IS Variable Rate Disclosure: Variable Rates advertised are based on the one-month London Interbank Offered Rate (“LIBOR”) published in The Wall Street Journal on the twenty-fifth day, or the next business day, of the preceding calendar month. As of December 1, 2021, the one-month LIBOR rate is 0.09%. Variable interest rates will fluctuate over the term of the loan with changes in the LIBOR rate, and will vary based on applicable terms, level of degree and presence of a co-signer. Your final variable rate may be based upon the 30-day average SOFR index, as published by the Federal Reserve Bank of New York. The maximum variable rate is the greater of 21.00% or Prime Rate plus 9.00%.
ERL Variable Rate Disclosure: Variable interest rates are based on the 30-day average Secured Overnight Financing Rate (“SOFR”) index, as published by the Federal Reserve Bank of New York. As of May 1, 2022, the 30-day average SOFR index is 0.29%. Variable interest rates will fluctuate over the term of the loan with changes in the SOFR index, and will vary based on applicable terms, level of degree and presence of a co-signer. The maximum variable interest rate is the greater of 21.00% or the prime rate plus 9.00%.
Fixed Rate Disclosure: Fixed rate ranges are based on applicable terms, level of degree, and presence of a co-signer.

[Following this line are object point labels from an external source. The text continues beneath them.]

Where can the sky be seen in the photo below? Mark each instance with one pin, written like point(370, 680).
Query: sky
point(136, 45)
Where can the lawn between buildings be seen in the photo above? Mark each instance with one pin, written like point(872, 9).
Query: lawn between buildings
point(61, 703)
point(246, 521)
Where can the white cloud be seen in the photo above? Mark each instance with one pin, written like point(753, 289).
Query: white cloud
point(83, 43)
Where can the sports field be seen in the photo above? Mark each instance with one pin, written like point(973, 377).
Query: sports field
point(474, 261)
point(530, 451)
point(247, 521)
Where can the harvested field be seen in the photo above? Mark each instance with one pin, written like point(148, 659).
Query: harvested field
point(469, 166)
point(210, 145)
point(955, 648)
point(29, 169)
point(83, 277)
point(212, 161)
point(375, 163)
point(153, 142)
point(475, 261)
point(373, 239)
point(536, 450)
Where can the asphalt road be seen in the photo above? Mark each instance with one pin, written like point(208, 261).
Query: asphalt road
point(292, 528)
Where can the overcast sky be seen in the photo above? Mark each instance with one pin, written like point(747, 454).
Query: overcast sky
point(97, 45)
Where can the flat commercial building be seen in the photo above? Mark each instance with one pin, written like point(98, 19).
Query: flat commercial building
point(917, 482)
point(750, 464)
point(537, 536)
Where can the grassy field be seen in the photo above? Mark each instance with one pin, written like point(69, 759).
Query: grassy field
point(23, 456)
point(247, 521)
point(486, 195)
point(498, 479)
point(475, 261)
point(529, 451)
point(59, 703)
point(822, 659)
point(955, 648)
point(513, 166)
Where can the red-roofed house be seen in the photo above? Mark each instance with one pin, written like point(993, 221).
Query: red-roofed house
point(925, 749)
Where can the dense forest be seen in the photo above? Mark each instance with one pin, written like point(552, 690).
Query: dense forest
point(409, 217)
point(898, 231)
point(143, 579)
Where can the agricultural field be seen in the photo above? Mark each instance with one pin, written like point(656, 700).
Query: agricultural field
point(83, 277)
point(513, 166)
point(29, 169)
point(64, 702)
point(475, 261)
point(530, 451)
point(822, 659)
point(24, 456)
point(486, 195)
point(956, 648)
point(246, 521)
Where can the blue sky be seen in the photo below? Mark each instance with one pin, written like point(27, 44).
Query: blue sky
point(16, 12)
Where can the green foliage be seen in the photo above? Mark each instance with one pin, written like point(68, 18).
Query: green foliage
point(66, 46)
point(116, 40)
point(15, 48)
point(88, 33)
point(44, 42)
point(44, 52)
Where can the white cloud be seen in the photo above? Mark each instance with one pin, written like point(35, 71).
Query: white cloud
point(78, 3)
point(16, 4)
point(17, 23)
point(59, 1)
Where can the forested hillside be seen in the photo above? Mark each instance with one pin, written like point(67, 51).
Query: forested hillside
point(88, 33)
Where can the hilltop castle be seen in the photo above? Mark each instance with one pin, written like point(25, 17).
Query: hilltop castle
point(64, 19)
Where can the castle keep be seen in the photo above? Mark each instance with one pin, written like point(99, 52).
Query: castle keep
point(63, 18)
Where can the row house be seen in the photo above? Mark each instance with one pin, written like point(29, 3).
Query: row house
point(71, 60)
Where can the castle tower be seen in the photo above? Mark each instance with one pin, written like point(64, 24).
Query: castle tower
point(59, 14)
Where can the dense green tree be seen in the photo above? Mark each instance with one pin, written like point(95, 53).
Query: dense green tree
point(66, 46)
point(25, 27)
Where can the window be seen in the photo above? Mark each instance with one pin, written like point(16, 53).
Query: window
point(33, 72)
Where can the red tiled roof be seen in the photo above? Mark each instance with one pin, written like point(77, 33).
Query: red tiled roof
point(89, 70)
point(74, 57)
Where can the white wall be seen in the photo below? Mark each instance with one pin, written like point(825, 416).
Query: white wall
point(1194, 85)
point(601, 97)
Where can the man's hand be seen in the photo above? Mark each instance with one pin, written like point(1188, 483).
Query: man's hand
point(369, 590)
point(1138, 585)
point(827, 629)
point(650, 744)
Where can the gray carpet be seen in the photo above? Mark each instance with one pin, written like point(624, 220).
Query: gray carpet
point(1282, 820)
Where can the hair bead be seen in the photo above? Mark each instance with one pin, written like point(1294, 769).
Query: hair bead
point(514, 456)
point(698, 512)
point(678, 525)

Lowest Rate Disclosure: Lowest rates are only available for the most creditworthy applicants, require a 5-year repayment term, immediate repayment, a graduate or medical degree (where applicable), and include our Loyalty and Automatic Payment discounts of 0.25 percentage points each, as outlined in the Loyalty Discount and Automatic Payment Discount disclosures. Rates are subject to additional terms and conditions, and are subject to change at any time without notice. Such changes will only apply to applications taken after the effective date of change.
Federal Loan vs. Private Loan Benefits: Some federal student loans include unique benefits that the borrower may not receive with a private student loan, some of which we do not offer. Borrowers should carefully review federal benefits, especially if they work in public service, are in the military, are considering possible loan forgiveness options, are currently on or considering income based repayment options or are concerned about a steady source of future income and would want to lower their payments at some time in the future. When the borrower refinances, they waive any current and potential future benefits of their federal loans. For more information about federal student loan benefits and federal loan consolidation, visit http://studentaid.ed.gov/. We also have several resources available to help the borrower make a decision on our website including Should I Refinance My Student Loans? and our FAQs. Should I Refinance My Student Loans? includes a comparison of federal and private student loan benefits that we encourage the borrower to review.